Kitapta 2002-200/ dönemiyle ilgili bir çok kez karşımıza çıkan bir
benzetme bu "altın çağ"... AKP'nin yitik
paradigmasına yapılmış nostaljik bir atıf. "Altın
çağ" nostaljisiyle anılanlar da şunlar:
AKP'nin Gül ile de hükümet ettiği dönemde Türkiye'nin AB reformları
ekseninde modernleştirilmesi, rejimin sivilleştirilmesi, İslam'la
demokrasi ve laikliği bağdaştırma çabası, özgürlüklerden yana olmak
ve Kıbrıs'ta çözümü desteklemek...
EN BÜYÜK SAHİBİ GÜL
Gül'ün çok sevdiği tabirle, Türkiye'nin "Dünyada yıldızının
parladığı" bir dönem. Kitaptaki Abdullah Gül bu
"altın çağ"ın en biiyük sahibi, hamisi,
sürdürücüsü... Madem yazarın yücelttiği 2002-2007 dönemi bir
"altın çağ"dır, o halde AKP'de Erdoğan'ın gücünü
dengeleyen ve kontrol eden bütün ılımlı aktörlerin bir biri ardına
oyun dışı kalmalarıyla başlayıp giderek koyulaşan, kutuplaştırıcı,
yasakçı ve baskıcı dönemin adı da "karanlık çağ"
olarak konulmalıdır.
... NE KADAR BEDBAHT!
Ahmet Sever'i okuyarak Abdullah Gül'ün bu kötüye gidiş karşısında
ne kadar bedbaht olduğunu öğreniyoruz. Pişmanlıklarını ve iç
hesaplaşmalarını Köşk'teki yakın danışman çevresiyle
paylaşıyor.
Hatta bir keresinde Köşk'te bir durum değerlendirmesi yaparken
başbakanlığı kastederek, "Ben aşağıya insem..."
diye söze başlamış ve şunları söylemiş:
"Türkiye'yi, kısa sürede yıldızının parladığı döneme tekrar
götürürüm. AB sürecini yeniden canlandırırım. Dış politikadaki
yanlışları düzeltirim.

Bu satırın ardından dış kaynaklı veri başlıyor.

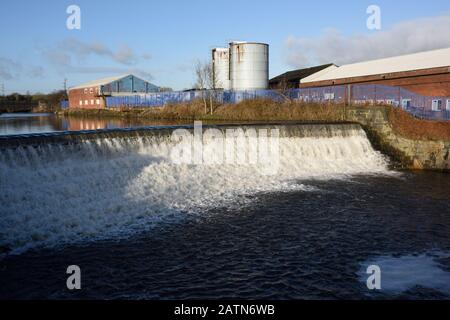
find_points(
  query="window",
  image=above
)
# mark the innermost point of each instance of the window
(406, 103)
(436, 105)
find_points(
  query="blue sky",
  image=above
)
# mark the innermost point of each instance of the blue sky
(161, 40)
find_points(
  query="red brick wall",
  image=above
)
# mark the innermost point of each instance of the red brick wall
(86, 98)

Ülke çok kutuplaştı, bunu giderecek adımları
peş peşe atarım. Demokratikleşmeye ağırlık veririm. Haklarında
yolsuzluk iddiası bulunan dört bakanı derhal Yüce Divan'a
gönderirim..."
Abdullah Gül "aşağıya" inemedi.
Erdoğan izin vermedi. Ayrıca, o inemese bile
"aşağıda" bu bahsettiklerini yapabilecek ne bir
irade ne de bir aktör vardı. Olsa bile "yukarıdaki" izin
vermezdi.
Bir sonraki sayfada Ahmet Sever, Gül'ün trajedisini şöyle
anlatıyor:
"Kendisine bile itiraf edemediği, etmekten çekindiği bir
gerçekle yüz yüzeydi. Kurduğu parti değişmiş, başka bir
kimliğe bürünmüştü. Artık partisini tanıyamıyordu."

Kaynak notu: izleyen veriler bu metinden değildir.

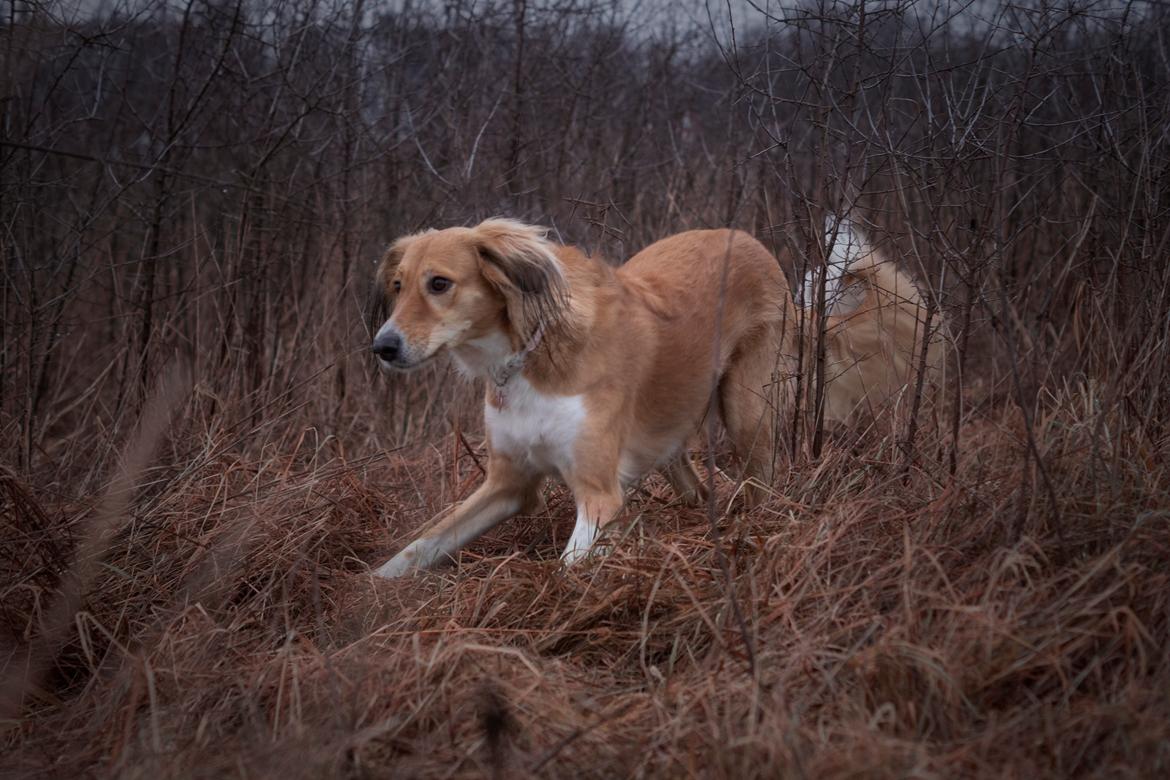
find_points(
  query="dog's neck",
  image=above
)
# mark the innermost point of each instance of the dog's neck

Partisini tanıyamazdı tabii çünkü AKP'ye Erdoğan- Davutoğlu
ikilisinin İslamcı çizgisi hakim olmuştu.
"Abdullah Gül ile 12 Yılım" basılmadan önce
Abdullah Gül tarafından okunduğunu biliyoruz. Bu kitap Güll'e
rağmen yayımlanmadı.
Ahmet Sever'in kitabı, Abdullah Gül'ün tarihi şahsiyetinin ve
mirasının hakkını teslim ederek, onu tanınmayacak hale gelmiş
partisinin bugününden ayrıştırıyor. Bu bakımdan işlevini yerine
getiriyor.
Kitap, yarınlara dair, ana akım İslamcı hareketin içindeki ılımlı
kadroların da katkısıyla Türkiye'nin sağındaki büyük potansiyelin
kuvveden fiile geçebileceği hayırlı kopuşun bir müjdecisi olabilir
mi?
Öyle görünüyor ki Abdullah Gül'ün kurucusu ve yücelticisi olduğu
AKP'ye olan nostaljik tutkusu sürdüğü müddetçe olamaz.
AKP'NİN BAŞINA MI ÇÖKMESİ LAZIM?
Gül'ün AKP'lilerden değil ama Erdoğan'ın AKP'sinden ümidini kesmesi
için gök kubbenin Türkiye'yle birlikte AKP'nin de başına mı çökmesi
lazım? Gül'ün AKP'yle vedalaşıp AKP'lilerle kucaklaşmayı
erteleyerek geçirdiği her gün, kendisini nostaljik bir figüre biraz
daha dönüştürmektedir.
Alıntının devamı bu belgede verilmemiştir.